The hearing order laid out an alarming trend of parties flying off the rails across the city in clear violation of public health protocols.
“Even as more people are getting vaccinated and restaurants slowly reopening, neighbors have highlighted that these large house parties oftentimes include renters with absentee landlords, sometimes inviting 30 to 40 people,” the order said, adding that it’s “not only concerning with the potential to become super spreader events, but also due to the negative impact on the quality of life for our residents.”
“[T]hese inconsiderate partiers disturb neighbors with loud noise at all hours of the night, while also leaving behind trash and litter on the street, attracting rodents and pests to their neighbors’ property,” the document said. “Governor [Charlie] Baker’s previous COVID-19 Order No. 63 stated that no private gatherings be more than 10 persons in a single enclosed, indoor space,” with failure to comply carrying a possible fine of up to $500.

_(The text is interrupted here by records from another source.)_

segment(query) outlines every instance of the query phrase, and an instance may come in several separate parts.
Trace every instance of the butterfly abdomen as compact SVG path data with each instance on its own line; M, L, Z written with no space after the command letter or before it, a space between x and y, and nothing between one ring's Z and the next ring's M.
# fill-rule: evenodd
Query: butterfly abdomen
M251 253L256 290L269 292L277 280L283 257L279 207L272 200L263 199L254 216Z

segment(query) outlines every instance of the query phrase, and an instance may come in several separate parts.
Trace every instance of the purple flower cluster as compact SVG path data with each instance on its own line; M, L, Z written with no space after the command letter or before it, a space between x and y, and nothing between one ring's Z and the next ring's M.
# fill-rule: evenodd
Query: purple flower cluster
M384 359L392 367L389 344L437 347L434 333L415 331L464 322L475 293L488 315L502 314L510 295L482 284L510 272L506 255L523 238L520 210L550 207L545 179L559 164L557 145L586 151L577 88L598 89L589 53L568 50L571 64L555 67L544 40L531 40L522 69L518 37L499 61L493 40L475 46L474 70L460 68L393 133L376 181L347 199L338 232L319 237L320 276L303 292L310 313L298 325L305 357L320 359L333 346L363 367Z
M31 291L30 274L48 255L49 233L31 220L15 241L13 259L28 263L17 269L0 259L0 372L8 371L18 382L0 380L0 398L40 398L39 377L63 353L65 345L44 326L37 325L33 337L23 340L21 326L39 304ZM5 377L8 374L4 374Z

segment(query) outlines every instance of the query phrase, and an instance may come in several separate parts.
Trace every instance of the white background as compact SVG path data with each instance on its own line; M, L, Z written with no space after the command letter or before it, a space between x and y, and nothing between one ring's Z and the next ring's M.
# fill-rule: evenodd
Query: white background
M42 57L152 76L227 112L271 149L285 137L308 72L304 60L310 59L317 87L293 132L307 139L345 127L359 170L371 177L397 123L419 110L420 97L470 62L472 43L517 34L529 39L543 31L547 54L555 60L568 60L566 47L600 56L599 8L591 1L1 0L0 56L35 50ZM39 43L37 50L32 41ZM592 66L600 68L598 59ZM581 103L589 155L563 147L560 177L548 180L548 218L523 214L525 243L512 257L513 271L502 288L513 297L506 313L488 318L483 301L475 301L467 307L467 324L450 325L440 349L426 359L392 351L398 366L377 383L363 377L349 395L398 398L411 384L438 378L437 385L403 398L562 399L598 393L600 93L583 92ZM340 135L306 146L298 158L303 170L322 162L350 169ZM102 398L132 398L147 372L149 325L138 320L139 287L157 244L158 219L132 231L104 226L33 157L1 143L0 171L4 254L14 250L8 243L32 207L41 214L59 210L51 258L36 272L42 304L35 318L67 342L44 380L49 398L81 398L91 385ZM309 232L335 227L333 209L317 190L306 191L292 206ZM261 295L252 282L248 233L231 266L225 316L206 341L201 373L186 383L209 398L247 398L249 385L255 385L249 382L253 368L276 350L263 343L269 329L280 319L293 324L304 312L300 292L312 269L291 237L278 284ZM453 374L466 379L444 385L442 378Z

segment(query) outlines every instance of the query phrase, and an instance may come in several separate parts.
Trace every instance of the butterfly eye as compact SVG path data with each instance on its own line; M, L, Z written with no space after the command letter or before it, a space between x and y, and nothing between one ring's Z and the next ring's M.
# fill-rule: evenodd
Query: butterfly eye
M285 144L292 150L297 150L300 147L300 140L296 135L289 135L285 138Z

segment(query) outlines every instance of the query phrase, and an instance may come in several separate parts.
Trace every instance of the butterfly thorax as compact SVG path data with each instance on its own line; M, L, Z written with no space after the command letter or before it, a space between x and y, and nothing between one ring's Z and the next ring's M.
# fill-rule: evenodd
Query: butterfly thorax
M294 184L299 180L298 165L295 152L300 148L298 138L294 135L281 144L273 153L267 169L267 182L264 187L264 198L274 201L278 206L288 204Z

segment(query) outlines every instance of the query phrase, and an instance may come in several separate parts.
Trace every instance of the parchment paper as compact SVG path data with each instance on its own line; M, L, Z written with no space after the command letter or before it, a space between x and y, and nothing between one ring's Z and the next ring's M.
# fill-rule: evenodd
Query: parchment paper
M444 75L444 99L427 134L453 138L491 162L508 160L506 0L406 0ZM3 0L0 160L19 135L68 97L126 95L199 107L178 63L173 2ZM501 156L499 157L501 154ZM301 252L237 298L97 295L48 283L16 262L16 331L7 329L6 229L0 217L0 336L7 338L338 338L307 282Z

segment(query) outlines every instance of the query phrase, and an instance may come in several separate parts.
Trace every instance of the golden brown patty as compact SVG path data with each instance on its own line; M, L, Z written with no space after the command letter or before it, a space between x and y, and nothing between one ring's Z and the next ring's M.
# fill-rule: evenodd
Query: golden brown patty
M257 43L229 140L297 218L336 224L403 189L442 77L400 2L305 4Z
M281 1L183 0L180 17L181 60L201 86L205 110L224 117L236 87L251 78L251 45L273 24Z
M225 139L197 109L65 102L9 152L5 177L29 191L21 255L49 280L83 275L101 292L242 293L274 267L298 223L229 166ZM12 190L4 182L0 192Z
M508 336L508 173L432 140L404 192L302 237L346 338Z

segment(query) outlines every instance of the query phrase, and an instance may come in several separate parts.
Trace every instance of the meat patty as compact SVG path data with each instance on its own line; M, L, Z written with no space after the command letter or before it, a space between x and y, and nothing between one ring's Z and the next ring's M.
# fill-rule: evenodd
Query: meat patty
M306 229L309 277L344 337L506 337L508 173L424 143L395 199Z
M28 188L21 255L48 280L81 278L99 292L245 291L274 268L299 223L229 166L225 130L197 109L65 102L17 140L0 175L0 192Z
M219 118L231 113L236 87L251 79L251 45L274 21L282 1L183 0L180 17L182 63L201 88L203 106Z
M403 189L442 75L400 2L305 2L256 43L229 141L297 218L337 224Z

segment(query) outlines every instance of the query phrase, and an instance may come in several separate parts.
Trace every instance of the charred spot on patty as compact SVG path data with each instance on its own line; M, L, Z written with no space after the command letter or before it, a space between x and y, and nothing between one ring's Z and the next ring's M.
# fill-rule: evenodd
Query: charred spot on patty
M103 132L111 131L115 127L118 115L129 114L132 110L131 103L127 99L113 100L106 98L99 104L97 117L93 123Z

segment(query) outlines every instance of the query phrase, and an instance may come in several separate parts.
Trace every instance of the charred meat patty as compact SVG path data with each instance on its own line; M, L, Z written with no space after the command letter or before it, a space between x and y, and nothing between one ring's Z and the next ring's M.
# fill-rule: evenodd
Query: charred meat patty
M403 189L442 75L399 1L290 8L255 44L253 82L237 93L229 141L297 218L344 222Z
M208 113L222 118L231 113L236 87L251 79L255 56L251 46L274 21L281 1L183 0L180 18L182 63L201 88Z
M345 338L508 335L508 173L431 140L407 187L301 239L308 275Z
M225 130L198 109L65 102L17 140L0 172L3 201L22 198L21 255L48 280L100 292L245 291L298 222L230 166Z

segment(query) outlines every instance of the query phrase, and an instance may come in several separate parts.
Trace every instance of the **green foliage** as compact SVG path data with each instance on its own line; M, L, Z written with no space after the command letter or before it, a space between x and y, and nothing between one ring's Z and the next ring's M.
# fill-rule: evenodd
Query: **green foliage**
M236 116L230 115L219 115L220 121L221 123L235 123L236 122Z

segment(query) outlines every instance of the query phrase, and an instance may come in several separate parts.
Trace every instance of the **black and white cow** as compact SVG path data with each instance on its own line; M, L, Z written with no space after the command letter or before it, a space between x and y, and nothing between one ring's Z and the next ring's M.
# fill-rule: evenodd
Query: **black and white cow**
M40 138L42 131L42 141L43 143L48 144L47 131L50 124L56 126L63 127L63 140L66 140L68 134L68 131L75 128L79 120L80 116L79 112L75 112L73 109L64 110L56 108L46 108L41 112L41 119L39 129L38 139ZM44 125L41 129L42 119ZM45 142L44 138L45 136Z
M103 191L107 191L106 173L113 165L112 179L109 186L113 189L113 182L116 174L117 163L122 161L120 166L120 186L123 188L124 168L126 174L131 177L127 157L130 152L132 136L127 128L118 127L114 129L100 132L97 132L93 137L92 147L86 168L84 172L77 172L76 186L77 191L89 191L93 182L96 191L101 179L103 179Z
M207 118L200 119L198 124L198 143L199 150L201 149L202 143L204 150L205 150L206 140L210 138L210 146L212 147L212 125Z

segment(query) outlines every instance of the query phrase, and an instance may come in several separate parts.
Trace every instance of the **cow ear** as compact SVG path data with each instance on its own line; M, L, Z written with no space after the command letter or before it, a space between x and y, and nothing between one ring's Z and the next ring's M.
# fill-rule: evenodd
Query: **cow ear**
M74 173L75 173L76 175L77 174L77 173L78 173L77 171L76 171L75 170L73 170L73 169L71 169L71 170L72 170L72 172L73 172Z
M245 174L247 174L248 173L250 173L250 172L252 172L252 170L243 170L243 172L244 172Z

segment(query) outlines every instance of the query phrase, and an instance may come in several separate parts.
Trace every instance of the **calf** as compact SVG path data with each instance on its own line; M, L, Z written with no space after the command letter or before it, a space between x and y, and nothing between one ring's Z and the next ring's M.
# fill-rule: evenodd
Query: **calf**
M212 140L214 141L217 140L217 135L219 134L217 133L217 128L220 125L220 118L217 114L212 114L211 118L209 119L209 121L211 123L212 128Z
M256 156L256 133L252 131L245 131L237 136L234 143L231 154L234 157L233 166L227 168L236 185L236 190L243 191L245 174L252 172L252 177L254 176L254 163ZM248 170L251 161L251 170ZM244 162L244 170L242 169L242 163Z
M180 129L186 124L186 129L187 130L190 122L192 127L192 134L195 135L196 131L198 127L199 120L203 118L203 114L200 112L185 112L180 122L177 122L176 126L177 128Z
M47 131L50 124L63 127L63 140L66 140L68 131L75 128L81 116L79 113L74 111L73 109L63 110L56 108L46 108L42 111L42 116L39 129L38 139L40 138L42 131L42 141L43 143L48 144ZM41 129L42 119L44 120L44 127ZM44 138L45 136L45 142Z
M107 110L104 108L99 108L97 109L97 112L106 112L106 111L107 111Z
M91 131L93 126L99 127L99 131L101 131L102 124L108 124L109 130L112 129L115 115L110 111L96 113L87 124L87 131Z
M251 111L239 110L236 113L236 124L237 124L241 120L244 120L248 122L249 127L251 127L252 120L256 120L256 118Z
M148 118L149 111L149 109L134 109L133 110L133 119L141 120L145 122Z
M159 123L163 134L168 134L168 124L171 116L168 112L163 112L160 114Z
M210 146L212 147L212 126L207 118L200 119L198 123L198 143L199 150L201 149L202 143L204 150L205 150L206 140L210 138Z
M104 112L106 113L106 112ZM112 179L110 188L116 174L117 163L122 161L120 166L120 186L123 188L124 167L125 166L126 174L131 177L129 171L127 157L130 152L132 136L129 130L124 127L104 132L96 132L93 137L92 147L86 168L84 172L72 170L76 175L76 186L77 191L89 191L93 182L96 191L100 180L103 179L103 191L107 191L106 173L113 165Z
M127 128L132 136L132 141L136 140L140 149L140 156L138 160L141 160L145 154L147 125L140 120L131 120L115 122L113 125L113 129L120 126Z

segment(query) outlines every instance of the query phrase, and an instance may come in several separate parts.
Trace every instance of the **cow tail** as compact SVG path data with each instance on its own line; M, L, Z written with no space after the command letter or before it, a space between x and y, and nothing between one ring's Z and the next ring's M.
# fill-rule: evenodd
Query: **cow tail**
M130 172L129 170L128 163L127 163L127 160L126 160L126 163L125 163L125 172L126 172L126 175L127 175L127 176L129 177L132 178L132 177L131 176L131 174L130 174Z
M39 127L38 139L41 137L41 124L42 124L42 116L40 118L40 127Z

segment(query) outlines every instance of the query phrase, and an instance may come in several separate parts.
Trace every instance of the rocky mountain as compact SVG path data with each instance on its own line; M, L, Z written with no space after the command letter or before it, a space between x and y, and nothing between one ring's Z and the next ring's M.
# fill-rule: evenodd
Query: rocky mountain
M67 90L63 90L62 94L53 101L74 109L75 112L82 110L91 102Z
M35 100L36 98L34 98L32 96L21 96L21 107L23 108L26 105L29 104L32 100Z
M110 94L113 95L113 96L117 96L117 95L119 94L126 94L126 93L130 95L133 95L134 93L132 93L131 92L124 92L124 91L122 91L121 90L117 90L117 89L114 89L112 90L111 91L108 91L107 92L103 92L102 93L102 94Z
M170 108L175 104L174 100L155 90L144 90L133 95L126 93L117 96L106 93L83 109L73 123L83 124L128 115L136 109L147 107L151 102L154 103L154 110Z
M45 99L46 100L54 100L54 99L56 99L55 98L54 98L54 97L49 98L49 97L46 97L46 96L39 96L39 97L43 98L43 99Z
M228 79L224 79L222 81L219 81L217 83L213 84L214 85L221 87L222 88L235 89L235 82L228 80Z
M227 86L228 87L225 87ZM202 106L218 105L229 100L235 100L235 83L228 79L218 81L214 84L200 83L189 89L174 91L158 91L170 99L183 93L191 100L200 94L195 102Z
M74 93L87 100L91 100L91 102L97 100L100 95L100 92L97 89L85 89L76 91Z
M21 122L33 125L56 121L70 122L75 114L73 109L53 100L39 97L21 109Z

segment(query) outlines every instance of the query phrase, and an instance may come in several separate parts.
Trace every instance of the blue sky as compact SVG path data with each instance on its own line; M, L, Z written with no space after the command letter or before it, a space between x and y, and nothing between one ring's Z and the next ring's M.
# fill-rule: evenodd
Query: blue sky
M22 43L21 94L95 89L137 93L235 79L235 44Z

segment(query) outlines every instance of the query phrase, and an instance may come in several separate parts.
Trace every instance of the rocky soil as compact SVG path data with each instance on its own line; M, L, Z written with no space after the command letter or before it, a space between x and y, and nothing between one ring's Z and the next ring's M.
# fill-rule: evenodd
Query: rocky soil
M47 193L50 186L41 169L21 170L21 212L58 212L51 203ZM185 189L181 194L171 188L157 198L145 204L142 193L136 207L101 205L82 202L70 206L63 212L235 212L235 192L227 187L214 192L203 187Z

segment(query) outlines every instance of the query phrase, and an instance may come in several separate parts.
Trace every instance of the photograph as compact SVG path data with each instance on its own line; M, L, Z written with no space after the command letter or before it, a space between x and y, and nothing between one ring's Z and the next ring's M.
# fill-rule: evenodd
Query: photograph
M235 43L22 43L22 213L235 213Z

Despite Baker’s order, the document said, “pandemic fatigue” has given way to large parties, including one weekend in Southie where police received 600 calls for disturbances.
And, the councilors said in the order, that $500 levy for violators isn’t stiff enough.
They wrote that “we need to talk about increased fines and accountability for property owners who allow this rude behavior,” and that “stricter enforcement” is warranted.
City officials, the order said, should “look to issue increased fines, perhaps starting at $1,000 for a first offense ... $2,000 for a second offense, and $3,000 for a third offense.”
It wasn’t immediately clear when the City Council will schedule a hearing.
“The hearing order will be introduced this week, and we plan to have the hearing as soon as possible,” said Sophia F. Wang, Flynn’s policy director, via e-mail Tuesday.
Officials have highlighted the issue of house parties previously in the pandemic era.
Then-Mayor Martin J. Walsh told reporters in September that the city had recently seen “an increase in house parties,” and he urged people not to host or attend them.
Addressing college students directly, Walsh said, “You want to be treated as adults? Well then act [like] it.’'
“You wanted to go to school here because your college is one of the greatest in the country,’' Walsh continued. “Then we’re asking you to be responsible.”
Walsh, who left the city to serve as President Biden’s labor secretary, said at the time that he was frustrated because “here we are today, laying down millions of dollars to open school. We have businesses on the verge of bankruptcy. We have restaurants that need to open up. We have art venues that need to open up.’'
He told reporters a month later, “We are going to be cracking down.”
Judging from the hearing order filed by Flynn and Flaherty, the crackdown hasn’t worked.
“[W]e continue to hear an overwhelming number of reports of large house parties,” the order said.
Material from prior Globe stories was used in this report.